However, at the close of the war, Amanda was told to pretend she had a chill, and go to her mother's cabin, so she did as she was told. When she reached the cabin, her mother, brothers and sisters each had a pillow slip, filled with clothes and she was given hers and they ran away, and came to Mt. Vernon, Alabama. Amanda was only eleven years old then.
Her life has been varied since, having married three times. Her first husband was Scott Johnson, and was the father of all of her children, seven boys and one girl. Amanda lives with this girl now. Her second husband was Vance Stokes, and her third was S.T. Tellis, a negro Methodist preacher. Amanda said he was "no count and I did not stay with him long."
Amanda is now confined to her bed and has been for the past seven weeks, her body has wasted away, until she is skin and bones. Her eyes however are still bright and keen, her hair snow white and she still has a few teeth. Her mind seems to be clear, and her memory good, in fact the past is now a part of her, and she told the writer she was so happy because she had come to ask her about it, before it was too late.
[Ellen Thomas]
Interview with Ellen Thomas
—Mary A. Poole, Mobile
TABLE SERVICE AS TAUGHT TO AUNT ELLEN
In a little cottage at 310 Wienacker Avenue, in the western part of Mobile, lives Ellen Thomas, who claims to be 89 years old. She is small of stature, dark brown in color, with high cheek bones and small regular features. Although she wears the old-fashioned bandana handkerchief bound about her head, the story of 'Aunt' Ellen is unusual, in that having been raised as a house servant in a cultured Southern family, she absorbed or was trained in the use of correct speech, and does not employ the dialect common to Negroes of the slavery days.
'Aunt' Ellen was born in Mobile. Her mother, Emeline, was a dwarf who was brought from St. Louis to Mobile by a slave-trader. When put up for sale, her deformity enlisted the sympathy of Judge F.G. Kimball, who bought her and brought her to his home on Dauphin Street, between Hallett Street and Georgia Avenue. Later, Sam Brown, a free Negro from the West Indies, came to Mobile and, wanting Emeline for his wife, agreed to pay Judge Kimball for her, giving himself as security. Sam and Emeline had only two children, Pedro and Ellen, both born on Judge Kimball's place and raised in his home as house servants, having little contact with the field slaves.

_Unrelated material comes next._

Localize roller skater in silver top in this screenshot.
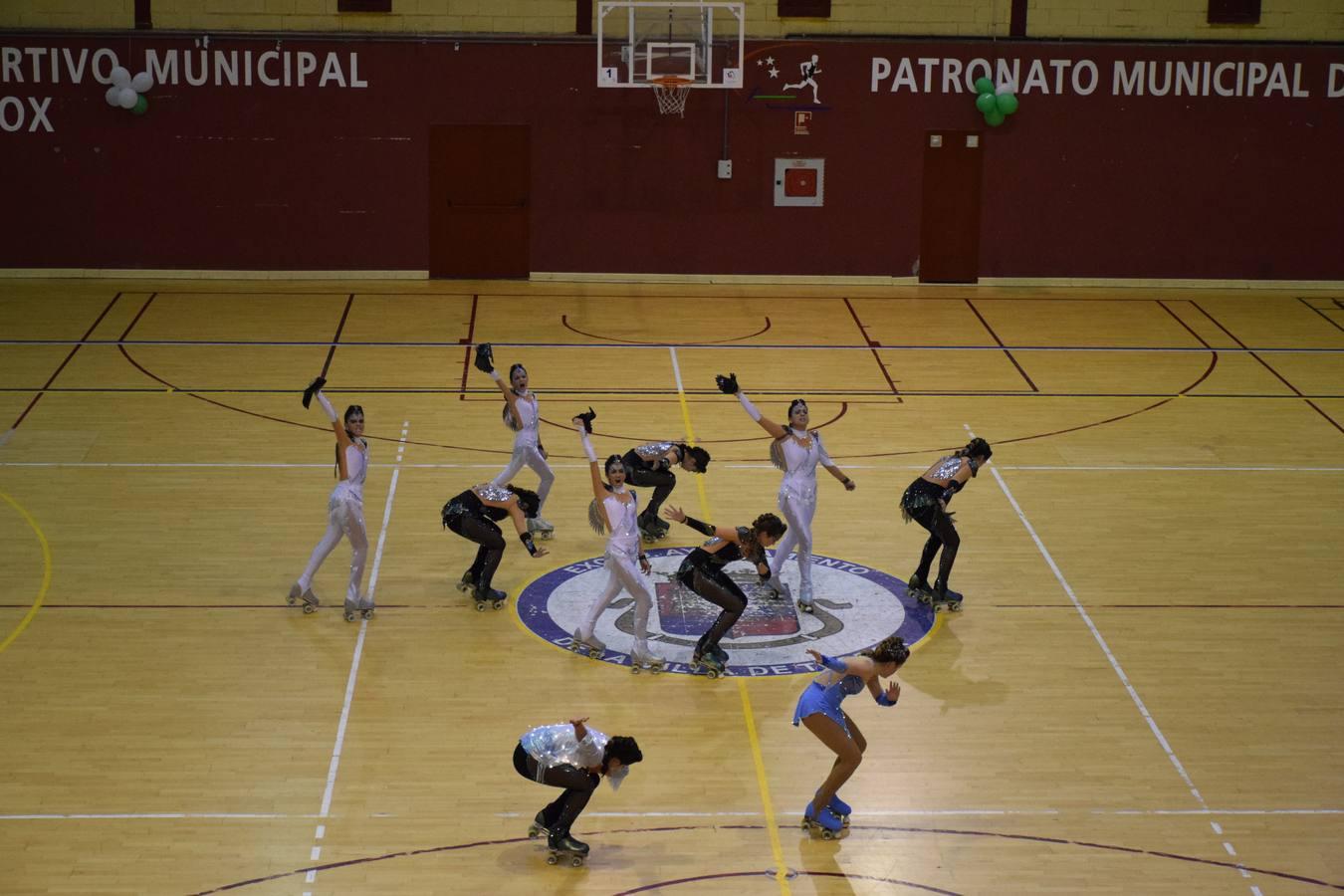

In her childhood, Ellen had as her special mistress Miss Cornelia, one of the Kimball girls, who trained her in the arts of good housekeeping, including fine sewing, which was itself an art among the women of that period. Ellen relates with much pride, her ability to put in tucks and back-stitch them in the front of men's shirts, to equal the best machine work of the present day. Although hampered by failing eyesight in recent years, her work with the needle today is proof that her claims are not exaggerated.
In all her experience as a slave, she recalls but one whipping. This was with a small switch in the hands of Judge Kimball. The cause? She answered: "I ain't coming," when he called her; and at his second call, she said: "I shan't do it." She was seven years old at the time.